Note: Dear reader, we are out of sequence here. Though we traveled to Ecuador more than two years ago, the memories are fresh and the experience unique. Please enjoy this interruption of your (ir)regularly scheduled posts about China, Mongolia, Italy, and Croatia, and indulge me the details of our South American sortie.
"Taylor...wake up....how about Ecuador?"
It was 2 o'clock in the morning, and she was a little confused.
"What? Ecuador? Why?"
"Because tickets are cheap and I'm buying.
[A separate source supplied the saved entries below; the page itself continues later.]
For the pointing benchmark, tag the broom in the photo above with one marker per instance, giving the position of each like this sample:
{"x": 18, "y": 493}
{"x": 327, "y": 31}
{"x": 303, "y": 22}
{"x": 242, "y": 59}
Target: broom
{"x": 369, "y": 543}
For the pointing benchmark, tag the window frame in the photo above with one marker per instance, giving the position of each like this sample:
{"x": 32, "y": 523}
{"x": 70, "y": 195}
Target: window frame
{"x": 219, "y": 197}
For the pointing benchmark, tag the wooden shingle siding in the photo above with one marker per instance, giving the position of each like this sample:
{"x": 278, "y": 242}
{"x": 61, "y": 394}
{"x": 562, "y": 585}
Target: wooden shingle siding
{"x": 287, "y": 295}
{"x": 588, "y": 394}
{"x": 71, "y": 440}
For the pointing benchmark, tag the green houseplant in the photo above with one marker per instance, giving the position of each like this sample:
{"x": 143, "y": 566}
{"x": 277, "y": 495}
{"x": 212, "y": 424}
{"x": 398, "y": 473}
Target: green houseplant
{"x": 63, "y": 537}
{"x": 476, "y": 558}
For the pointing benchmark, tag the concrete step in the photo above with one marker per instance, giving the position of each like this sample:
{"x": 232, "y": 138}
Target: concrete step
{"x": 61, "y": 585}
Lets go!"
Thus began an adventure that would see Taylor (wife extraordinare) and myself traversing mountain-tops, tackling treacherous volcanoes, riding tiny horses, braving raging whitewater, and constantly wondering when...oh when?!...were we going to eat some barbecued guinea pig.
First, dear reader, you should be introduced to Taylor, as she has not yet made an appearance in this space:
Yes. She is really that lovely.
So how did we go from this:
To this:
It's quite a story.
We left Washington, DC on Christmas Day, long flights and no Chinese food making me a dull boy. Our destination? Fabulous Quito, Ecuador! The second highest capital in the world, and with an elevation of nearly 3,000 meters, not the type of place to take high speed, physical activity lightly...
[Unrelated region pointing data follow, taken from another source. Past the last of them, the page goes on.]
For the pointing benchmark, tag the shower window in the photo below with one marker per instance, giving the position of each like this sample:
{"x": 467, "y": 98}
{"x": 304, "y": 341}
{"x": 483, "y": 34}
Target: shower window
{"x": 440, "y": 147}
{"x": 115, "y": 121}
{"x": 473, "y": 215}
Which is why as soon as we arrived we set off hiking into the mountains around the city.
Quito sits in a kind of basin formed by mountain ranges stretching out endlessly on either side. The city has low valleys and shallow hills mounted with high-spired churches. It is less cosmopolitan than other capital cities, and retains a lived-in, accessible aesthetic that made it feel almost instantly home-like.
We decided that we needed to get a more holistic view of the city, so we (very, very stupidly) decided on our second day to take the teleferico, a cable car that ascends you from 2850 meters to 4050 meters in about 9 minutes. Have you ever...been alive, at high altitudes before? It's hard right? Usually, when you are dealing with high elevations you take things slowly, you let your body get acclimated to the new situation and, after several days, you feel better, more clear-headed, and able to function.
You can do that responsibly.... or you can take a cable car 1200 meters straight up the side of a mountain, sort of like if you hopped into a jet, pointed it towards the sky, and just hit the ignition switch.
This was really stupid...wheee!
By the time we got to the top, and realized that a good portion of the things to do at the "top" were to hike even higher, we decided it may be a good idea to take it easy.
Okay I'm lying, we just went higher
Spooky buildings are usually on top of mountains
Eventually, our oxygen-deprived brains turned us around and sent us back to town.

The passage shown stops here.